いたるところで反乱が勃発し戦国時代の群雄の子孫や子が故国で立ち上がって
割拠しておりました。
趙の国も陳余(ちんよ)と張耳(ちょうじ)が協力して趙王の子孫を連れてきて趙国を建国。
だが陳余と張耳は意見の対立から喧嘩別れしてしまいます。
張耳はその後劉邦に味方して韓信と共に趙国を討伐して平定。
趙平定戦で活躍した張耳の功績を認めた劉邦は、彼に趙の国を与えて優遇します。
その後天下統一が果たされた後も張耳は趙国の主として君臨しておりましたが、
亡くなってしまいます。
劉邦は張耳の息子へ娘を与えて婚姻関係を結んでいた間柄であったので、
白狼山で匈奴軍との和平が行われた帰り道に趙へ寄って行くことにします。
張耳の息子である張敖(ちょうごう)は劉邦が来ることを知ると急いで趙の国の道をきれいにしたり、
劉邦をもてなすために食材を集めて豪勢な料理を作り、彼を待ち受けます。
傲慢な態度を取り続ける
劉邦は趙の国へ入ると張敖の歓迎を受けます。
しかし彼は張敖の歓迎を喜ぶ風でもなく当然のように受けます。
また彼は上座に座って足を投げ出して張敖の家臣達を怒鳴りつけて指示を与える始末です。
この劉邦の態度に激怒したのは趙王・張敖ではなく
趙の大臣である貫高(かんこう)・趙午(ちょうご)でした。
張敖にブチギレる
貫高と趙午は張耳の時代から食客として側に仕えており、礼儀を重んじる人達でした。
そのため劉邦の無礼な態度にブチギレて張敖へ「王よ。なぜ劉邦を注意しないのです。
王が誠心誠意尽くしているのにも関わらずあやつはあんなに無礼な態度をとっているのですぞ。
激怒してもいいでしょう。」と張敖を責めます。
しかし張敖は「お前たちやめないか。陛下は我が義父であり漢の皇帝であるぞ。」と注意します。
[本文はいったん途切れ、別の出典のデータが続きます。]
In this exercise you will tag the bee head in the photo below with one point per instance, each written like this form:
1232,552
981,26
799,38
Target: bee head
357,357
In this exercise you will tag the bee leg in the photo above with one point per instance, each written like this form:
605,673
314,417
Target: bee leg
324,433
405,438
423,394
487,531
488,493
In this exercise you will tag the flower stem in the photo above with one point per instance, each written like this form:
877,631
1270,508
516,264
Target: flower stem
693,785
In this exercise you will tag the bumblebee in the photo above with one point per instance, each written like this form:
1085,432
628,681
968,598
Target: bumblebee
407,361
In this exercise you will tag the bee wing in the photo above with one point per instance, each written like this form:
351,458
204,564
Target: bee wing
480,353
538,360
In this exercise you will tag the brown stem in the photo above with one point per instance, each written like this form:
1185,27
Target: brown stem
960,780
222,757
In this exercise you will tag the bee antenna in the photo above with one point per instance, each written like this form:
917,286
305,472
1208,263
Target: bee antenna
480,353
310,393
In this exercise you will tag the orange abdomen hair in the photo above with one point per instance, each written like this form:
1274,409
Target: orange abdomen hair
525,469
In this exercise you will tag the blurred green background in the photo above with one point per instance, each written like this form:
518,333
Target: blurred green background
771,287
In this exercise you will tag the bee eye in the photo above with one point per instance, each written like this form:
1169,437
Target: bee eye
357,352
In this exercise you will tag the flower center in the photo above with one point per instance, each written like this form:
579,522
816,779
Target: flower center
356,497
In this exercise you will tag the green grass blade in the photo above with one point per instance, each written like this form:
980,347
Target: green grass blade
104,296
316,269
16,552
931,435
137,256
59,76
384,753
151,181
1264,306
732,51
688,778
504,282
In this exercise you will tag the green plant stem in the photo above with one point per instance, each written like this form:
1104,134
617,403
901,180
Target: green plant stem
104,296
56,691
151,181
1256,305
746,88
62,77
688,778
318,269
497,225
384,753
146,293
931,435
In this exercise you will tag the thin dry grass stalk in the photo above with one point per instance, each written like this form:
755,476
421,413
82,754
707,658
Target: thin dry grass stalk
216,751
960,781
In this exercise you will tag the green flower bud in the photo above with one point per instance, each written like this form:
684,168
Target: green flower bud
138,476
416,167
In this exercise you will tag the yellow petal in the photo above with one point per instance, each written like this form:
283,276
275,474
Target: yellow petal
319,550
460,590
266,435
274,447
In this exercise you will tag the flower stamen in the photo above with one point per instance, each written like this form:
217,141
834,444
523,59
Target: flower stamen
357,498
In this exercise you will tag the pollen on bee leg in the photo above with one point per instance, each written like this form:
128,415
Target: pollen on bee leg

だがふたりは張敖の注意を聞かずにその場を立ち去ってしまいます。
劉邦暗殺計画始動
ふたりは家臣を集めて密議を交わします。
貫高は激怒しながら趙午へ「王はダメだ。我らで劉邦を暗殺しようではないか。
無礼な態度を取った劉邦へ天誅を行おうぞ」と述べます。
趙午も貫高の意見に賛成し、家臣達も賛成したことで暗殺計画は始動することになります。
綿密な計画を立てるも劉邦の直感によって計画失敗
ふたりは家臣達を柏人と言われる場所に伏兵を置いて、
劉邦がここを通ったらすかさず急襲して一気に劉邦を殺してしまおうとの計画を立てます。
この計画は事前にバレることなく日が過ぎていきます。
そして劉邦が趙の国をあとにして首都へ帰還しようと行軍を開始すると
柏人で一泊してから首都へ行く計画を立てておりました。
しかしこの柏人へ到着すると彼はふと周りを気になり始めて家臣へ
「ここはなんという地名か」と訪ねます。
すると家臣は「柏人と言います」と応えます。
劉邦は「柏人か。文字を崩すとひとが迫ってくるという意味か。なんとなく縁起が良くない。」と
独り言を言ってからこの地を去っていきます。
貫高と趙午は暗殺計画が失敗したことを知り大いに落胆し、
ふたりは「暗殺計画がバレたらすぐに出頭して自分達が企んだことにしよう。
そうすれば王に迷惑をかけないはずだ」と決めておりました。
そのため暗殺計画が失敗しても落胆するのですが、あまり気にかけず政務に励んでいきます。
戦国史ライター黒田レンの独り言
劉邦は項羽と戦っている時からあまり礼儀正しくない性格でした。
特に儒教を学んでいる学者達が大嫌いだったので、
彼らが劉邦に色々と進言すると辟易してしまいます。
また劉邦はある儒者の言っていることに苛立ち彼が付けている冠に小便をかけたこともありました。
このようにすこぶる態度の悪い人物でした。